En recuerdo de la helitransportada

 

Se cumplen estos días 5 años de aquella tragedia que nos sobrecogió a todos los aragoneses, cuando el helicóptero de la Helitransportada de Alcorisa se estrelló en Villastar. Me tocó vivir aquello como concejal y fue un trago muy amargo. Recuerdo llegar al helipuerto y ver la mesa puesta que esperaba a aquellos valientes, a esos 6 trabajadores que perdieron la vida en una tarde de infausto recuerdo. No olvido el sonido de fondo de sus móviles, que no dejaban de sonar, en espera de que una respuesta que no llegaría nunca; sus taquillas, su ropa... Tengo muy presente la esperanza que nacía de la noticia de algún superviviente, el anhelo de saber quién, por qué...

No podré olvidar a algunos de los que allí se acercaron en busca de noticias, o simplemente queriendo dar su apoyo. Y de fondo se sucedían las historias, las llamadas de gentes inquietas que querían saber si podían hacer algo, si podíamos decir algo. Y uno no dejaba de pensar en esas familias, en ese futuro inmediato que había sido borrado de un plumazo, esos niños que no habrían de conocer a sus padres, esas esposas, madres y padres que no volverían a ver a sus maridos e hijos...

Tampoco olvido aquel “circo” de funeral, con un desfile de autoridades sin precedentes; le sensación que tuvimos quienes vivimos aquello desde la última fila a la que nos confinó el protocolo fue desoladora; algo parecido a lo que debieron sentir esas familias, que pasaron de víctimas a poco menos que invitados en aquel ceremonial.
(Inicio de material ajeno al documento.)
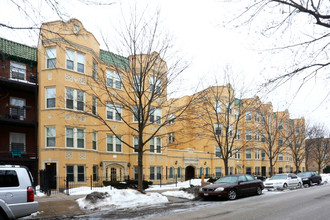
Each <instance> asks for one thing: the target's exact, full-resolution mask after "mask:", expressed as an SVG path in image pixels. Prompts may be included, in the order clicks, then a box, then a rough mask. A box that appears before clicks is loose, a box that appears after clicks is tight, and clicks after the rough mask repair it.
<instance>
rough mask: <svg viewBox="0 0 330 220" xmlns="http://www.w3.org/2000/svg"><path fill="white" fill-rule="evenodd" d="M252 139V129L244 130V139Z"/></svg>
mask: <svg viewBox="0 0 330 220" xmlns="http://www.w3.org/2000/svg"><path fill="white" fill-rule="evenodd" d="M251 139H252V131H251V130H246V131H245V140H247V141H250V140H251Z"/></svg>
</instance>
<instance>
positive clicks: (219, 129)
mask: <svg viewBox="0 0 330 220" xmlns="http://www.w3.org/2000/svg"><path fill="white" fill-rule="evenodd" d="M214 132H215V135H221V133H222V124H215V126H214Z"/></svg>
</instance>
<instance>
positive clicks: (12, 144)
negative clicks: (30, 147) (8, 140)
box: [9, 132, 25, 152]
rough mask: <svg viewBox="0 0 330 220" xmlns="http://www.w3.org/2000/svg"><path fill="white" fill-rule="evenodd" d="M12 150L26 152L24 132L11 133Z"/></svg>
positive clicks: (24, 135)
mask: <svg viewBox="0 0 330 220" xmlns="http://www.w3.org/2000/svg"><path fill="white" fill-rule="evenodd" d="M9 140H10V150H11V151H20V152H25V134H24V133H13V132H10V133H9Z"/></svg>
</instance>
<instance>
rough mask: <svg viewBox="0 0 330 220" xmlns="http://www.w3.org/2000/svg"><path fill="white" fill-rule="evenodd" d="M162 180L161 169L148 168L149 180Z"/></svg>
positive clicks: (159, 166)
mask: <svg viewBox="0 0 330 220" xmlns="http://www.w3.org/2000/svg"><path fill="white" fill-rule="evenodd" d="M161 179H162V167H161V166H151V167H150V180H161Z"/></svg>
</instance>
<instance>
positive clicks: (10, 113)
mask: <svg viewBox="0 0 330 220" xmlns="http://www.w3.org/2000/svg"><path fill="white" fill-rule="evenodd" d="M9 114H10V117H11V118H15V119H21V120H23V119H24V118H25V116H26V111H25V99H21V98H16V97H10V108H9Z"/></svg>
No olvidemos que aquello sucedía a dos meses de las elecciones. Y después…después lo de siempre, el silencio, el abandono. Las familias queriendo saber, queriendo llegar hasta el final para conocer de las causas, para tener un por qué. Y el duelo que no cesa, porque nadie ha asumido en todo este tiempo su responsabilidad. El informe final de la Comisión de Investigación de Accidentes e Incidentes de Aviación Civil (CIAIAC) permitió reabrir la causa del accidente, un accidente que no fue fortuito, sino una negligencia por la que fallecieron seis personas en el desempeño de su jornada laboral. El accidente se produjo en una zona de montículos de escasa altura, con buena visibilidad y apenas viento. Todo apunta a una negligencia en el control de una pieza del helicóptero que falló y les hizo precipitarse.
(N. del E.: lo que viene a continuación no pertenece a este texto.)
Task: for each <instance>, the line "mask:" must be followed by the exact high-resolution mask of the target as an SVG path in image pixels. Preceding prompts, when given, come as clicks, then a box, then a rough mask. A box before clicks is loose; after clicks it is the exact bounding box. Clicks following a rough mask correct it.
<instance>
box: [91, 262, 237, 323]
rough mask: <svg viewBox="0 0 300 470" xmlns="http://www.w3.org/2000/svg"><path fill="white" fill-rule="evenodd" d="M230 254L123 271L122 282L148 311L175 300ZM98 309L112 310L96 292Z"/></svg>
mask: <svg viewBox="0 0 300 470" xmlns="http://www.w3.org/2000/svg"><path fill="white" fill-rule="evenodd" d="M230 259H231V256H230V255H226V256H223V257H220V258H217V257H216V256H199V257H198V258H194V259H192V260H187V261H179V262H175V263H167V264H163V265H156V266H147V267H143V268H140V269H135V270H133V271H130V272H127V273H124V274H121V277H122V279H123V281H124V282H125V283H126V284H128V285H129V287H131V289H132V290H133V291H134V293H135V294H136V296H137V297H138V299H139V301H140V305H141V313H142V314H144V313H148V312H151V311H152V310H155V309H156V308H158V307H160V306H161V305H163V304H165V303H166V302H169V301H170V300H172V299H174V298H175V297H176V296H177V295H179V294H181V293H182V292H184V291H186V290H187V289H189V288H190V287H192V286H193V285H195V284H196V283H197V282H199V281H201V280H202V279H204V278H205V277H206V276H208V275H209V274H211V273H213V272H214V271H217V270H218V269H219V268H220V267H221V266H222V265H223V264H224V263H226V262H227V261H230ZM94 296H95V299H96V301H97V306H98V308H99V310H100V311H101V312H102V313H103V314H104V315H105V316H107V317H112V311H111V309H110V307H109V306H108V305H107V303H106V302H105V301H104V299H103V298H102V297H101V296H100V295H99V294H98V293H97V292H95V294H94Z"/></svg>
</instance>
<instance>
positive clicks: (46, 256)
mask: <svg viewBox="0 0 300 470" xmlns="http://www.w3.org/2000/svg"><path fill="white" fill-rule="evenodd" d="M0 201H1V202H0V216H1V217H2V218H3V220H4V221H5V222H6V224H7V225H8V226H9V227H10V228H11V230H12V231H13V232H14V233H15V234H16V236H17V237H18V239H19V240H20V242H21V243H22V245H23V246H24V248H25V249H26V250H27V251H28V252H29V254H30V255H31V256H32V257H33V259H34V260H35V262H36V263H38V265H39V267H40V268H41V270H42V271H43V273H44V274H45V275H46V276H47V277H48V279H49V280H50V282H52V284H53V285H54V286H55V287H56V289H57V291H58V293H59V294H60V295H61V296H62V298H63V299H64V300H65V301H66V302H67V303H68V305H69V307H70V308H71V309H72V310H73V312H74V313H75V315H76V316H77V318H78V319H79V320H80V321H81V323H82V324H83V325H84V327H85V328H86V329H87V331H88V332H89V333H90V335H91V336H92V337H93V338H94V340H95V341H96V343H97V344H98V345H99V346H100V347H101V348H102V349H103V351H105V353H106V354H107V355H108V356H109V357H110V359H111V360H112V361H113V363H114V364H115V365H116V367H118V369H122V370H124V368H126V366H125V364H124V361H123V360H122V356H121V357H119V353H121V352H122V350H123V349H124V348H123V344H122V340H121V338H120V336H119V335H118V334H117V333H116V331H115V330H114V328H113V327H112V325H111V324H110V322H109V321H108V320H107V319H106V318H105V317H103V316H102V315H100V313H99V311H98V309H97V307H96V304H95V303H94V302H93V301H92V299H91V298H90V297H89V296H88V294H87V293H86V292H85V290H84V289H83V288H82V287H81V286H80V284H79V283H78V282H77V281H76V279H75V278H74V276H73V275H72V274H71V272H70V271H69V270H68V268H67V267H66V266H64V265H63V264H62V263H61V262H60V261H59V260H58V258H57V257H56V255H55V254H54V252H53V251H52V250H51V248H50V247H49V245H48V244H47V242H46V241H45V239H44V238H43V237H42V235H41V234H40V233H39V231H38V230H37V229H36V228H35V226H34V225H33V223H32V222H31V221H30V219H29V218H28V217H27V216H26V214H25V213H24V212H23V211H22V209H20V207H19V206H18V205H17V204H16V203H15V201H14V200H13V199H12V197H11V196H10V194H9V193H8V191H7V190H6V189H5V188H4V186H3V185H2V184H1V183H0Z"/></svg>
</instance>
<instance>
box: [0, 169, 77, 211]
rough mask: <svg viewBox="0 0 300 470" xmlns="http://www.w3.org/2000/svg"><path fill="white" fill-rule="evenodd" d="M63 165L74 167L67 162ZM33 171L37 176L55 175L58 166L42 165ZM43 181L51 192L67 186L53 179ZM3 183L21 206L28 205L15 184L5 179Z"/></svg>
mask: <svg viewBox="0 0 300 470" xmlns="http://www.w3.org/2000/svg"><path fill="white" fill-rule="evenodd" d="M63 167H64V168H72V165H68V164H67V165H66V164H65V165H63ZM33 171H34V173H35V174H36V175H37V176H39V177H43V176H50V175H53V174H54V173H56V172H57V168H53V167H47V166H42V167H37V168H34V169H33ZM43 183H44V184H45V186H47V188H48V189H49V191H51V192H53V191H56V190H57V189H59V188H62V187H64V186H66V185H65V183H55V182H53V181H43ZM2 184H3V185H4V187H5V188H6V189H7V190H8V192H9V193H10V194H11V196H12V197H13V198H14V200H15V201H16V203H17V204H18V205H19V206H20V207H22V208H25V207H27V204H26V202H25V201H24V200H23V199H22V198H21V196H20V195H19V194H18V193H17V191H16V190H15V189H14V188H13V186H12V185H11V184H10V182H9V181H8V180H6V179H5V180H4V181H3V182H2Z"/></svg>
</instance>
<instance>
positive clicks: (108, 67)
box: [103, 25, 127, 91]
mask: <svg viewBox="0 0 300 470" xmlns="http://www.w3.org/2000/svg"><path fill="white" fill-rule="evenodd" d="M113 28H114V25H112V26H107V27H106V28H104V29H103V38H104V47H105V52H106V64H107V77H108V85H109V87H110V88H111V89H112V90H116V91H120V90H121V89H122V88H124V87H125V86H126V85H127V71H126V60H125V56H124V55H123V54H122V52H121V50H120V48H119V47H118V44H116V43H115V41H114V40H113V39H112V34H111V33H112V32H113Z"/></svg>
De fondo y más en estos últimos meses, la precariedad con la que los bomberos forestales siguen desempeñando su trabajo, aún a costa de poner en riesgo sus vidas; de fondo sus míseros salarios, su falta de derechos, y sobre todo el que ni siquiera tengan la posibilidad de protestar, porque algunos (como el alcorisano Daniel Palomo) ya han sido sancionados por ello, por querer trasladarle a la ministra lo que consideran justo.
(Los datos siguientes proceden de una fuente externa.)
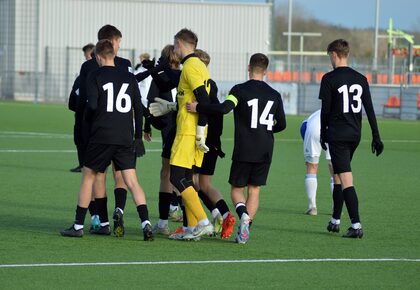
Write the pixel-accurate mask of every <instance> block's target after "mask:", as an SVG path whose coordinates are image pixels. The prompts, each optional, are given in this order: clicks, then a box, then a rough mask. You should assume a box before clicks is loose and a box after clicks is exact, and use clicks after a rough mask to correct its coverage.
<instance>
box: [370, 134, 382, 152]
mask: <svg viewBox="0 0 420 290" xmlns="http://www.w3.org/2000/svg"><path fill="white" fill-rule="evenodd" d="M371 147H372V153H374V154H375V152H376V156H379V155H381V153H382V151H384V143H382V141H381V138H379V137H374V138H373V140H372V144H371Z"/></svg>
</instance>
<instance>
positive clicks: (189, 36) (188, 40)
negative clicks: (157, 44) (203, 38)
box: [175, 28, 198, 49]
mask: <svg viewBox="0 0 420 290" xmlns="http://www.w3.org/2000/svg"><path fill="white" fill-rule="evenodd" d="M175 39H178V40H182V41H184V42H187V43H189V44H192V45H193V46H194V49H195V48H196V47H197V43H198V37H197V34H195V33H194V32H192V31H191V30H189V29H187V28H183V29H181V30H180V31H178V33H177V34H175Z"/></svg>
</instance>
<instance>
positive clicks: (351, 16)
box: [213, 0, 420, 31]
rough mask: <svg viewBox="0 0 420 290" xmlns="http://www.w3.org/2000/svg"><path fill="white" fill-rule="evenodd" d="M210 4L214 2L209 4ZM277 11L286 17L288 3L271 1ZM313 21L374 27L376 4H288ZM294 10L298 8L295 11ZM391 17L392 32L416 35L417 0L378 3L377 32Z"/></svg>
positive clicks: (264, 1) (343, 1) (357, 26)
mask: <svg viewBox="0 0 420 290" xmlns="http://www.w3.org/2000/svg"><path fill="white" fill-rule="evenodd" d="M213 1H214V0H213ZM216 1H217V2H241V3H247V2H248V3H250V2H253V3H255V2H259V3H264V2H266V1H265V0H228V1H222V0H216ZM274 1H275V5H276V8H277V9H279V8H280V9H281V8H283V9H284V10H285V11H284V12H283V13H286V15H287V13H288V3H289V0H274ZM292 1H293V5H292V7H296V8H297V7H301V8H303V9H304V11H305V12H306V13H307V14H308V15H310V16H312V17H313V18H316V19H319V20H322V21H324V22H326V23H330V24H334V25H339V26H343V27H347V28H373V27H375V13H376V0H292ZM297 9H298V8H297ZM390 17H392V19H393V23H394V29H400V30H402V31H420V0H380V1H379V28H381V29H387V28H388V23H389V18H390Z"/></svg>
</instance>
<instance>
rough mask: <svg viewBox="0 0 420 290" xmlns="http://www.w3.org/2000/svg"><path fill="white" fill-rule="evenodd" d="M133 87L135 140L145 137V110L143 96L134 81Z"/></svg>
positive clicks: (134, 129) (134, 131)
mask: <svg viewBox="0 0 420 290" xmlns="http://www.w3.org/2000/svg"><path fill="white" fill-rule="evenodd" d="M130 85H131V86H132V88H133V89H132V91H133V92H132V96H131V100H132V102H133V109H134V123H135V129H134V130H135V131H134V138H135V139H140V138H142V136H143V133H142V128H143V108H142V105H141V96H140V91H139V90H138V87H137V83H136V82H135V81H134V80H133V81H132V83H131V84H130Z"/></svg>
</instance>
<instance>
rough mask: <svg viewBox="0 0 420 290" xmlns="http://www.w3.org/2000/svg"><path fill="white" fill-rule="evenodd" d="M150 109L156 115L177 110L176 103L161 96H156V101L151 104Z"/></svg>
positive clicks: (153, 114) (155, 100) (164, 113)
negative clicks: (156, 97) (161, 96)
mask: <svg viewBox="0 0 420 290" xmlns="http://www.w3.org/2000/svg"><path fill="white" fill-rule="evenodd" d="M149 111H150V114H152V115H153V116H154V117H159V116H163V115H165V114H167V113H169V112H170V111H176V103H175V102H168V101H167V100H164V99H161V98H155V102H153V103H151V104H150V107H149Z"/></svg>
Sólo si hay justicia, si se depuran responsabilidades, las familias podrán hallar cierto consuelo. Sólo la reapertura definitiva del caso, cuyas heridas siguen abiertas, permitirá descansar por fin a las familias de Javier, Ramón, Angus, Esteban, Albert y Rafael. A su memoria y a la dignidad del colectivo al que pertenecieron, les debemos mantener vivo el recuerdo, exigir justicia y una mejora en sus condiciones laborales y salariales.